Op basis van artikel 15 lid 1 van de AVG hebben alle gemeenteleden (overigens ook oud-leden) het recht om de kerkenraad te vragen welke persoonsgegevens van hen zijn verwerkt. Op de website van de Autoriteit Persoonsgegevens (AP) staat een voorbeeldbrief. Bij een afwijzing moet de kerkenraad binnen een maand gemotiveerd reageren. In dat geval of als het desbetreffende lid meent dat de verwerking van zijn of haar gegevens inbreuk maakt op de AVG, kan deze klagen bij de AP of naar de burgerlijke rechter stappen. De kerkenraad moet de aanvrager bij een afwijzing ook expliciet daarop wijzen. De AP kan bemiddelend optreden maar hoeft niet verplicht te worden ingeschakeld. Tegen een afwijzing van het inzageverzoek kan men direct een doeltreffende voorziening bij de burgerlijke rechter instellen, met het verzoek dat alsnog inzage wordt verleend. Van dit recht wordt nogal eens met succes gebruikgemaakt als de aanvrager aannemelijk kan maken dat een kerkenraad de aanvraag ten onrechte afwees.

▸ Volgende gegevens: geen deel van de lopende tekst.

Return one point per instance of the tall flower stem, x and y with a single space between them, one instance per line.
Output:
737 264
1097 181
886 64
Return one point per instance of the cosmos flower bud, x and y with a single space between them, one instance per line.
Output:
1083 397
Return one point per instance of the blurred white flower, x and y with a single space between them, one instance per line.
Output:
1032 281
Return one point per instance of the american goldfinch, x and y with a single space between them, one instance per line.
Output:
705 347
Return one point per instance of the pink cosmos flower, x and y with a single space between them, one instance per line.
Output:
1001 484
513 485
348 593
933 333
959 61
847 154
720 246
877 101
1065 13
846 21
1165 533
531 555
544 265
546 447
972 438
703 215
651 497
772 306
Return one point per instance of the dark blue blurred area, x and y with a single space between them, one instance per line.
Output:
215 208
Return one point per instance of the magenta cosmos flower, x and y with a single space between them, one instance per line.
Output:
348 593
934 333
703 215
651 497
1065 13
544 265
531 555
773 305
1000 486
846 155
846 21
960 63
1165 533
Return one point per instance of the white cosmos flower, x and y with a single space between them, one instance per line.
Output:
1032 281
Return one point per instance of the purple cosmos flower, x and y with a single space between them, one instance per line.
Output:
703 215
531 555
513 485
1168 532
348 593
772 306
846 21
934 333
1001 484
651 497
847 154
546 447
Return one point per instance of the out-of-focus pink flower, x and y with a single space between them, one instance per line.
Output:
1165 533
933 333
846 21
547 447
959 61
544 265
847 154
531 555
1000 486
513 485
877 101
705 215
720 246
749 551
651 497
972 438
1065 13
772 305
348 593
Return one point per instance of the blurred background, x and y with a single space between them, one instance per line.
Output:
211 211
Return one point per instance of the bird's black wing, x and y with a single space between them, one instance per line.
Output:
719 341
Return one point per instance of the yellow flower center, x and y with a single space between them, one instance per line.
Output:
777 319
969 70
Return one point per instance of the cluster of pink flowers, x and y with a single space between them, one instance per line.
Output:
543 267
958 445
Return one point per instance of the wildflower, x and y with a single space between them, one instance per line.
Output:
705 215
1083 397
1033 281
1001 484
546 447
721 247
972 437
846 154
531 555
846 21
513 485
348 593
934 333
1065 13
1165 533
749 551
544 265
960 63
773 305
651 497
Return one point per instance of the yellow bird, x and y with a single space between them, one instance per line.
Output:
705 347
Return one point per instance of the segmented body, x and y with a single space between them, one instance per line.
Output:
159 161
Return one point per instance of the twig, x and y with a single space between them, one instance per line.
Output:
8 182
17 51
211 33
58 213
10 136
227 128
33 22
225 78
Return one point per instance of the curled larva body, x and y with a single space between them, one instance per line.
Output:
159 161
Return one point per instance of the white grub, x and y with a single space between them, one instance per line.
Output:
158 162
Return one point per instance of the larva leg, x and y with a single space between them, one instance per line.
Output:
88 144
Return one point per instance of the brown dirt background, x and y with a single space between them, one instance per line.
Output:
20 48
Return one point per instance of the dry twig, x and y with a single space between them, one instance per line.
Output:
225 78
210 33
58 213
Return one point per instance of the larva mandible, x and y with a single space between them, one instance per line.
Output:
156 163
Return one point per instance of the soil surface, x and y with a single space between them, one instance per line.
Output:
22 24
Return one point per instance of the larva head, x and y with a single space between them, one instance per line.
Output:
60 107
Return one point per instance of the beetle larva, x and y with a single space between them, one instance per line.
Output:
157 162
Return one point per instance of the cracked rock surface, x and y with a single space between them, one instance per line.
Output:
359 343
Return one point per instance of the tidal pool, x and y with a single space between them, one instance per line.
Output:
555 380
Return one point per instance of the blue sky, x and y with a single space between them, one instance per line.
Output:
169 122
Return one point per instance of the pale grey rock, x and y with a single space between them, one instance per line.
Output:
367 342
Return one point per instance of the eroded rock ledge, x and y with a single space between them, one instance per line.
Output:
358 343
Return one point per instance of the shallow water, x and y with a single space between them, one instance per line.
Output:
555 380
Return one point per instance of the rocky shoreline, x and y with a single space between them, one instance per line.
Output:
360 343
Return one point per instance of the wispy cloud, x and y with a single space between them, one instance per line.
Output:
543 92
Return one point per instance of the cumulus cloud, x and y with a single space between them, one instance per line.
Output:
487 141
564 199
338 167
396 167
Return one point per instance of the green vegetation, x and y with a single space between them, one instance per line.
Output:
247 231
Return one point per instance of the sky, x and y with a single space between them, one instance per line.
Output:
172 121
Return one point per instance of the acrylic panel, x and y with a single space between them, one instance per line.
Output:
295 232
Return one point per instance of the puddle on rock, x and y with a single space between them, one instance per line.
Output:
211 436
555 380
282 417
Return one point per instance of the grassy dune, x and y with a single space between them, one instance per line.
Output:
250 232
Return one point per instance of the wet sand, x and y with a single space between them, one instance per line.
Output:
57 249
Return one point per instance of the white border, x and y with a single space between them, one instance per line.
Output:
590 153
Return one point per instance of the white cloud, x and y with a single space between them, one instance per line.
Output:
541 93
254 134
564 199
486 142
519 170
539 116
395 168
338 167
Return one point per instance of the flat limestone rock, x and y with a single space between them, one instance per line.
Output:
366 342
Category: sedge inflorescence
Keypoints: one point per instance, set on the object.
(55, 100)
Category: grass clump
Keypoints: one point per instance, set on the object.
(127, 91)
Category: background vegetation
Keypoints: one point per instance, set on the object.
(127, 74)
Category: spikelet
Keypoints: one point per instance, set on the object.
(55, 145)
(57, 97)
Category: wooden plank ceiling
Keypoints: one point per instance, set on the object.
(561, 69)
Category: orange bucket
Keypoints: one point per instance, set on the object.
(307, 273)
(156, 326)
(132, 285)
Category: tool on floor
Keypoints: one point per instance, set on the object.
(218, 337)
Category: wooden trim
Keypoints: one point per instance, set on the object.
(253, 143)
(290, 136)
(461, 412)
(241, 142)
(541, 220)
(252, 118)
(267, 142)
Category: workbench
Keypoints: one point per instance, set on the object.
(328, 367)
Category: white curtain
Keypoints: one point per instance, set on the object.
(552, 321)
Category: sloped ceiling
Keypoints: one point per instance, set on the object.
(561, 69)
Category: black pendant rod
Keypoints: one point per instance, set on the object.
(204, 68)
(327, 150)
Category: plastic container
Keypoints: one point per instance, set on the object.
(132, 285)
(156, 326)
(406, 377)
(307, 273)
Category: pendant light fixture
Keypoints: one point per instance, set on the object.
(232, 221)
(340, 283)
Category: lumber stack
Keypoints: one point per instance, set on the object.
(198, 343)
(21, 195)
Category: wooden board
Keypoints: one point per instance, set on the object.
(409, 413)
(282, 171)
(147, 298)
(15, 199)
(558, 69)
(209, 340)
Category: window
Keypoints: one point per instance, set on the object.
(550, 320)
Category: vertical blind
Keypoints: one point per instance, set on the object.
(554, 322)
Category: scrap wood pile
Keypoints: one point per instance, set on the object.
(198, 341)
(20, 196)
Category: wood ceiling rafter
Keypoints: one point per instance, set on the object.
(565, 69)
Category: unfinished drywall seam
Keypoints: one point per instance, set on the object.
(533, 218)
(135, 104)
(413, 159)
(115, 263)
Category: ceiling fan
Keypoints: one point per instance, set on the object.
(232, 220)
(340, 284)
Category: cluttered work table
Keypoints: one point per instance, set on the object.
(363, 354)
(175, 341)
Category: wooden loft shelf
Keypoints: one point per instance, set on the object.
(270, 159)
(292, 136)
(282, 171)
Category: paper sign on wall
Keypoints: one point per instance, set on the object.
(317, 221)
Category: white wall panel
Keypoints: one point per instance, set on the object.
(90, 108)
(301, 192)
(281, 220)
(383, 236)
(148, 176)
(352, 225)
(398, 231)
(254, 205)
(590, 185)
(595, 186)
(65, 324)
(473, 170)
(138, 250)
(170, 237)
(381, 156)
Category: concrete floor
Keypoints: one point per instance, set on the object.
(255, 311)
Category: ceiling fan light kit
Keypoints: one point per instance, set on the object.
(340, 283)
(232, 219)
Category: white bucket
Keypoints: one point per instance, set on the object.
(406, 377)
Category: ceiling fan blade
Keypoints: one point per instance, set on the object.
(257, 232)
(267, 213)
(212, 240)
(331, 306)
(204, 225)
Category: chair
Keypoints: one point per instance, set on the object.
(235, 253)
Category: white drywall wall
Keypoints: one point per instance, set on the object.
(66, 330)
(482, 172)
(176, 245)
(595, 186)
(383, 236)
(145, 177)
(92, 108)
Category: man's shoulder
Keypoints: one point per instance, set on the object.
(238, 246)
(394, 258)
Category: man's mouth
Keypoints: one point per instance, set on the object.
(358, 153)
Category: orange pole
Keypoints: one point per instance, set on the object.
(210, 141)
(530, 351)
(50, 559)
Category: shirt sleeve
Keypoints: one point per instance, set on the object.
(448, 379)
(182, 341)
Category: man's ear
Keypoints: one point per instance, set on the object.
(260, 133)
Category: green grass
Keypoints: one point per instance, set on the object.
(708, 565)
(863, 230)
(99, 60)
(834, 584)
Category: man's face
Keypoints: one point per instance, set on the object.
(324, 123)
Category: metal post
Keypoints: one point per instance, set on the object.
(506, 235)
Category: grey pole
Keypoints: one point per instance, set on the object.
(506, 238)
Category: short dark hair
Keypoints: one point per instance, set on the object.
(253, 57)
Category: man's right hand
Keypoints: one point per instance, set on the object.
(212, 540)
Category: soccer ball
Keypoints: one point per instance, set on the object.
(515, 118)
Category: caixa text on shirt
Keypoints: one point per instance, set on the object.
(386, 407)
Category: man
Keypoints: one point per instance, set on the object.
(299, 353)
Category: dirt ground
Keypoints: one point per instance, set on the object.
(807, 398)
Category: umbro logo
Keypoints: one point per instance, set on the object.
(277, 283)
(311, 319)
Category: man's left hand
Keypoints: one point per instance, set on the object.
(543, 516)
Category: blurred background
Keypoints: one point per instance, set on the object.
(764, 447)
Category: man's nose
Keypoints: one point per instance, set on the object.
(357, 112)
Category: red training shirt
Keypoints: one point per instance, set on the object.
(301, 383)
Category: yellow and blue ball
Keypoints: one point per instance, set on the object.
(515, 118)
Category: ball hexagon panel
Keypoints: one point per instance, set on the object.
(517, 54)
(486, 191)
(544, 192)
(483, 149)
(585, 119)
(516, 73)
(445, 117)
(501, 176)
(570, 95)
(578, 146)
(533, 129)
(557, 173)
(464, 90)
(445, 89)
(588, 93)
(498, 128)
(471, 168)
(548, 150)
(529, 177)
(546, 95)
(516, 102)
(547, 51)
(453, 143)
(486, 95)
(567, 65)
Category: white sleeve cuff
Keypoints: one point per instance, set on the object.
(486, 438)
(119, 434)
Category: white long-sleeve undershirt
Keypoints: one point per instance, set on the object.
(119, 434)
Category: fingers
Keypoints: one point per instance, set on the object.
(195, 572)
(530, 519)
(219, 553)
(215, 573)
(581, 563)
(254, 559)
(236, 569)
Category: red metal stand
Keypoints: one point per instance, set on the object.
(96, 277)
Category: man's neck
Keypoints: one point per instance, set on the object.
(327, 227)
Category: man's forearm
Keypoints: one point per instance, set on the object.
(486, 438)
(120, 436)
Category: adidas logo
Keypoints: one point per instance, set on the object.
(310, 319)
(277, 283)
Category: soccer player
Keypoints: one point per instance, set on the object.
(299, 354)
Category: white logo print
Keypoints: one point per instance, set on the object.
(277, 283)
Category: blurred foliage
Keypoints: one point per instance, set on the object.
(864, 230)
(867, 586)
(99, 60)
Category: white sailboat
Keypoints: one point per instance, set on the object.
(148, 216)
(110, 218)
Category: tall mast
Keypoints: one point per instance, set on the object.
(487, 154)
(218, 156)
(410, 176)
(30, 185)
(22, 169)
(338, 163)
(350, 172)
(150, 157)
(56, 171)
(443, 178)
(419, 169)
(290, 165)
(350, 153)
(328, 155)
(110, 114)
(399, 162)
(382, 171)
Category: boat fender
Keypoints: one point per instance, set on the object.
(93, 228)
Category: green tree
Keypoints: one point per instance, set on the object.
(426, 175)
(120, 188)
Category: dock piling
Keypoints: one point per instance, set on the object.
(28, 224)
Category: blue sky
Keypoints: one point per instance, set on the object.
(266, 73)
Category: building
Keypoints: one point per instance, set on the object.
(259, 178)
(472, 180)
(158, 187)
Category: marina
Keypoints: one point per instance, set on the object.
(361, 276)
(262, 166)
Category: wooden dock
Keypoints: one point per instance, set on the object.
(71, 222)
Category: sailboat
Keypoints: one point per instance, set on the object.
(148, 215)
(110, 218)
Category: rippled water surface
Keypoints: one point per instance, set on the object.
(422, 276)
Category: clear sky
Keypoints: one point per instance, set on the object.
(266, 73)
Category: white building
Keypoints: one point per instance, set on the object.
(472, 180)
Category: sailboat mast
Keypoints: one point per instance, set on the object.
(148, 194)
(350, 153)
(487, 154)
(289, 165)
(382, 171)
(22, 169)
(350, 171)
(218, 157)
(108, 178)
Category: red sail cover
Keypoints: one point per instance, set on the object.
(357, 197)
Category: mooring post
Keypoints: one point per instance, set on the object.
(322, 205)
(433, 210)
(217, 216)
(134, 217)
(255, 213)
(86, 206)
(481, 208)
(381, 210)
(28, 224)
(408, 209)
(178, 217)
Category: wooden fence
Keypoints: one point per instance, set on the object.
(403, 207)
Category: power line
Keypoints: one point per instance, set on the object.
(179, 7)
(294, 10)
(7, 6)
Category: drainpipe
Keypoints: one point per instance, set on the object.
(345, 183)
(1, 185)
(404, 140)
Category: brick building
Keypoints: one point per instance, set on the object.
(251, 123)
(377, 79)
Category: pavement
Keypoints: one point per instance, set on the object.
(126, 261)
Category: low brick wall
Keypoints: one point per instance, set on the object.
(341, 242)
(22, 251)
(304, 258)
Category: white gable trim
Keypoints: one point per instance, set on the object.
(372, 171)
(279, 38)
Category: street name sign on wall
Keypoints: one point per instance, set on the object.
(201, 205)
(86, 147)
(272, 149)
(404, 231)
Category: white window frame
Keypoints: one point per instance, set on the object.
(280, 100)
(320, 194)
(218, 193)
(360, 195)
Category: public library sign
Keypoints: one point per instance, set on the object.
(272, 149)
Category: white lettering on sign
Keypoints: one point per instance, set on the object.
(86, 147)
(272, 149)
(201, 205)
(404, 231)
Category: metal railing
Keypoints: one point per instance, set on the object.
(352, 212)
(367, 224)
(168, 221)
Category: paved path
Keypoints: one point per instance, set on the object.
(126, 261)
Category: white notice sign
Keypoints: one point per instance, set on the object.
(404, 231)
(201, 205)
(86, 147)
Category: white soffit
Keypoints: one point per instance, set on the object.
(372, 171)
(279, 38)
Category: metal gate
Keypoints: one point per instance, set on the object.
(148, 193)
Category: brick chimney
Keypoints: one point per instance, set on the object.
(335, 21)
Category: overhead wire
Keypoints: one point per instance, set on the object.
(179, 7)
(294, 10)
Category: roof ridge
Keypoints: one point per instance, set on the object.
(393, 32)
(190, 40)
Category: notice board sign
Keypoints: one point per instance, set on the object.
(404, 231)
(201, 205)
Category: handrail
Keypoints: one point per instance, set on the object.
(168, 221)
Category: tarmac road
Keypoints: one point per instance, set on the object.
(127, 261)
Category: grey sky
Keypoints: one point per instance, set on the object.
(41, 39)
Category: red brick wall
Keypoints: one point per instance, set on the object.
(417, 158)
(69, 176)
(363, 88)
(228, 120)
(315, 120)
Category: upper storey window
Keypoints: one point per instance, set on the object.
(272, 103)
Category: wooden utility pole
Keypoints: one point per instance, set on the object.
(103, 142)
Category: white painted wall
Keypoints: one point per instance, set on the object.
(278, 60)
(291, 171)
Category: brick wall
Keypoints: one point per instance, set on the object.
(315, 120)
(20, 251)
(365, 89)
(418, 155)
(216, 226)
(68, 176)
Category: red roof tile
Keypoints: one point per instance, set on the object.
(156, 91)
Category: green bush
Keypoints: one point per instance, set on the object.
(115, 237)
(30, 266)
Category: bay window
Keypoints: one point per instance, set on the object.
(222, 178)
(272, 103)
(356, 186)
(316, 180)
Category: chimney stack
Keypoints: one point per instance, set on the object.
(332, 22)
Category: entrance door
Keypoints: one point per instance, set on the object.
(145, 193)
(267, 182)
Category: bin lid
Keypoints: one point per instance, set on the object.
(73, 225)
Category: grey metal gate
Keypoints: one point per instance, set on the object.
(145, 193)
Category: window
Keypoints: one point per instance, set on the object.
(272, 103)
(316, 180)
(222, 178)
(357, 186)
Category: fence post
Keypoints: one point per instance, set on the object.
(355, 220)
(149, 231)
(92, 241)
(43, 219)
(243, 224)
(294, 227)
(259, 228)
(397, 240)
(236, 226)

Ik maak mee dat een kerkenraad bij een afwijzing de aanvrager meldt dat hij of zij vanwege het kerkenraadsbesluit in appel kan gaan bij de classis of een kerkelijke commissie die met rechtspraak is belast. Die aanwijzing hoeft naar mijn mening niet te worden opgevolgd. De rechtsingang die de AVG hier biedt (rechtstreekse toegang tot de burgerlijke rechter) kan namelijk niet door regels van kerkrecht worden beknot.

Recht op vergetelheid

Als aan het verzoek om inzage tegemoet wordt gekomen, moet de aanvrager in staat zijn de rechtmatigheid van de verwerking van zijn gegevens te controleren. Fouten kunnen dan worden rechtgezet en het recht bestaat zelfs om de kerkenraad te verzoeken bepaalde of alle gegevens te wissen. Ook hier gaat het nogal eens fout. De AVG spreekt over het „recht op vergetelheid” ofwel het recht „om vergeten te worden.” Vooral bij afgehandelde tuchtzaken moet het na verloop van tijd een keer afgelopen zijn.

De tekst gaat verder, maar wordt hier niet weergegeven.